Other common/scientific names: infection of the mammary glands

A female dog normally has five mammary glands on both sides of the abdomen, commonly referred to as the mammary chain. Each gland has its own nipple. Mastitis is defined as inflammation of the mammary glands.


Mastitis in dogs is usually caused by a bacterial infection. The bacteria E. coli, Staphylococcus spp and Streptococcus spp are commonly implicated.


Inflammation and resulting infection of the mammary tissue can occur from unsanitary conditions, trauma from nursing puppies, trauma from a false pregnancy and/or an ascending infection through the nipple.

Cardinal symptom

Swollen mammary glands


One or more mammary glands are swollen, painful and red. The glands may be ulcerated and become abscessed. The milk may be discolored. Dogs with systemic illness may develop a fever, decreased appetite, listlessness and vomiting. Puppies may become weak, cry excessively and die.


Diagnosis of mastitis is made by physical examination. The milk can be submitted for a culture and sensitivity to identify the infection and appropriate antibiotic. In severe cases, bloodwork consisting of a complete blood count (CBC) and serum biochemistry may be necessary to support the diagnosis and give an indication of the severity of the condition.


Antibiotics are used to treat mastitis and should be administered when mastitis is diagnosed. Results of the culture and sensitivity testing may require a change in the antibiotic. Alternating hot and cold packs can reduce the inflammation of the glands. Abscessed glands may need to be lanced and debrided. In severe cases, the female may need to be placed on intravenous fluids for supportive care.

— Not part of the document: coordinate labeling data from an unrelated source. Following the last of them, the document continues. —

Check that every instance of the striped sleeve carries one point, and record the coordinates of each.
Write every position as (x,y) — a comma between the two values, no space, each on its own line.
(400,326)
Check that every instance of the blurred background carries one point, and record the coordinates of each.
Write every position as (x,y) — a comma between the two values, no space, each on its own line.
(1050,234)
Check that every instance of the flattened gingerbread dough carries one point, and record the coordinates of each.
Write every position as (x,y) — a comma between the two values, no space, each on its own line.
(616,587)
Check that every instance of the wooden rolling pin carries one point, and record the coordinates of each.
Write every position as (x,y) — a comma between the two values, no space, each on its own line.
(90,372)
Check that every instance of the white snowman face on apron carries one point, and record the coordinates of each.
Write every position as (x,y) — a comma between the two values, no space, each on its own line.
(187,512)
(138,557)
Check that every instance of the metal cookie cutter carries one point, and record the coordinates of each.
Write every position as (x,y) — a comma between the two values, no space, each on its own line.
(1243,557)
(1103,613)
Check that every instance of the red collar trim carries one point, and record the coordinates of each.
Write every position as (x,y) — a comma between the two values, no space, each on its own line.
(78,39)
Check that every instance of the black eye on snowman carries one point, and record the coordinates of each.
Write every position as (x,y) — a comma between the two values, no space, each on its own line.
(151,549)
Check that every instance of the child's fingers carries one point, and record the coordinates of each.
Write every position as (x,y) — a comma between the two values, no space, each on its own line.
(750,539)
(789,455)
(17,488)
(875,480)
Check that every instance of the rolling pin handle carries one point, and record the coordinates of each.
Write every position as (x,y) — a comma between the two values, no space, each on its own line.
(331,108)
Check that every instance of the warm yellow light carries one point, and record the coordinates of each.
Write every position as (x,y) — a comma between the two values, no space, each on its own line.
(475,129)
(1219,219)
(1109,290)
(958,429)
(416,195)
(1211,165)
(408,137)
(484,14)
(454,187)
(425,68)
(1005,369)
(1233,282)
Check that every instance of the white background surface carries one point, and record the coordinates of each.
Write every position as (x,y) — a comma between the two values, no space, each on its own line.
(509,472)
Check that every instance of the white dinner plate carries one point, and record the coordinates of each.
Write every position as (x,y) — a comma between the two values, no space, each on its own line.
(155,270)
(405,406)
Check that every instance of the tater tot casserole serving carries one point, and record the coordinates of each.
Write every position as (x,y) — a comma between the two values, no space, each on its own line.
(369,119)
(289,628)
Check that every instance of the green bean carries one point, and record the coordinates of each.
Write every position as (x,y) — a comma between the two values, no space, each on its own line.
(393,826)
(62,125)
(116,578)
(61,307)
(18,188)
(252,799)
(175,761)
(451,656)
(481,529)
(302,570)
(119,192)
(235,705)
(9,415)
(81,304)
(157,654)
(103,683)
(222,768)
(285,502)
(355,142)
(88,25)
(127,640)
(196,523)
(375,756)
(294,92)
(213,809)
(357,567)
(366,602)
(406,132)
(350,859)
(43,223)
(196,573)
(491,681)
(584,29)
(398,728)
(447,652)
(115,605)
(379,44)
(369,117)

Whether the pups should nurse from the infected glands is controversial. Puppies should not be allowed to nurse from abscessed glands. If the pups are not allowed to nurse, the mammary glands should be drained of the milk twice daily. Allowing the pups to nurse will keep the glands milked out and maintain the maternal-puppy contact. Pups that are not allowed to nurse will need to be bottle fed with milk replacer several times a day.


Most females recover completely from mastitis. However, good nursing care of both the bitch and the puppies is needed to prevent the pups from becoming weak and dying.